Other jurisdictions recognize that "it may be necessary to commence one action against both (principal and agent) in order to ascertain the facts - that is, to ascertain whether, in fact, there was an undisclosed principal." 3 Am. Jur. 2d Agency, section 342 (1962). Because it is necessary to determine whether United Mortgage was in fact an agent of Community Federal, it is proper in this case to permit the Plaintiff to bring an action for breach of contract against both, even though it can obtain a judgment based upon breach of contract against only one of these two Defendants.

All the Defendants assert that the allegation of fraud has not been pled with the required specificity. "Fraud is a conclusion of law from facts, and it is a well-settled rule of pleading, both at law and in equity, that the facts out of which the fraud arises must be alleged as well as proved to justify relief on that ground." Koch v.
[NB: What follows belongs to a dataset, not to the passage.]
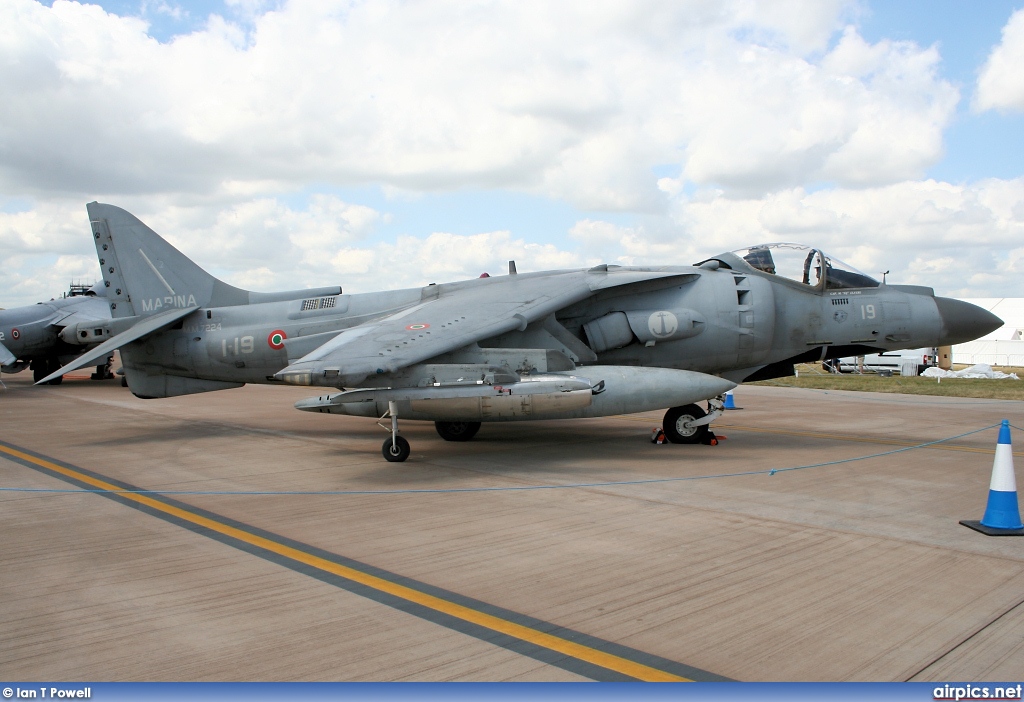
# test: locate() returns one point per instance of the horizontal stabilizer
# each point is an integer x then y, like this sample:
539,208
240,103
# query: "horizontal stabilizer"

Seventh St. Realty Corp., 205 Va. 65 (1964).

Plaintiffs allege that they were not provided with a draw schedule at the time of settlement, and further, that First American and United Mortgage purposefully concealed the existence of this draw schedule because they knew it would have been unacceptable to Plaintiffs. (Para. 19 and 20). The Plaintiffs also allege that First American and United Mortgage, in violation of the loan agreement with Plaintiffs, issued three draws to TCDC without notice to Plaintiffs and without including Plaintiffs as drawees on the checks (para. 23). These allegations reflect a breach of agreement, not fraud. There is no allegation that these draws were in accordance with the "concealed draw schedule." Moreover, there are no specific facts alleged with regard to the "concealed draw schedule." The Virginia Supreme Court noted in Tuscarora v. B.V.A., 218 Va. 849, 858 (1978), that allegations are too vague, indefinite, and conclusory to state a cause of action when "[t]he identities of agents, officers, and employees . . . who are alleged to have perpetrated the fraud are *540not revealed, or the details of the time and place where the [allegedly] fraudulent acts occurred." Moreover, there are no factual allegations regarding the materiality of the alleged fraudulent concealment, since there is no allegation that any money was actually disbursed according to the terms of the "concealed draw schedule."
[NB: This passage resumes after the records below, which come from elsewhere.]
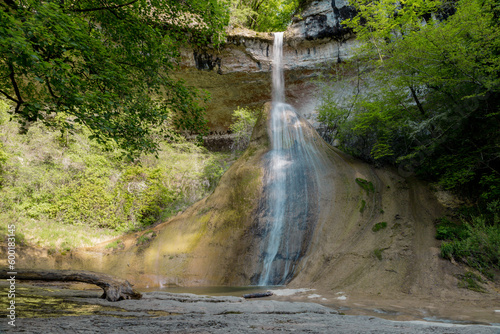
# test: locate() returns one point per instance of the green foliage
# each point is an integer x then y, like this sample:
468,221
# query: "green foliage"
105,66
363,205
379,226
260,15
77,191
425,96
366,185
427,93
244,120
476,242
Mason asserts that he should be dismissed from both causes of action because the allegation that TCDC was his mere alter ego is stated in a conclusory manner and therefore insufficient at law. Although the general rule is that the corporate entity will be respected, Garnett v. Ancarrow Marine, Inc., 211 Va. 755 (1971), in extraordinary circumstances the corporate entity will be disregarded to prevent fraud and achieve equity. Beale v. Kappa Alpha Order, 192 Va. 382 (1951). Generally, if shareholders treat assets of the corporation as their own, use corporate funds to pay private debts, fail to keep separate corporate books, fail to hold shareholders or directors meetings, fail to issue stock, or generally disregard corporate formalities, courts will often find that the corporate entity is a mere agent of the stockholder. The mere fact that the shareholders are sloppy in administering corporate affairs, however, is not sufficient to warrant piercing the corporate veil; there must also be fraud or basic injustice. Id. at 396. Plaintiffs do not allege that TCDC is in any financial difficulty or that any injustice will result from holding TCDC, rather than Mason, primarily liable for any injury. Not only have the Plaintiffs failed to allege any injustice that would warrant piercing TCDC’s corporate veil, they have also failed to allege any fraudulent conduct on the part of Mason that would warrant piercing the corporate veil.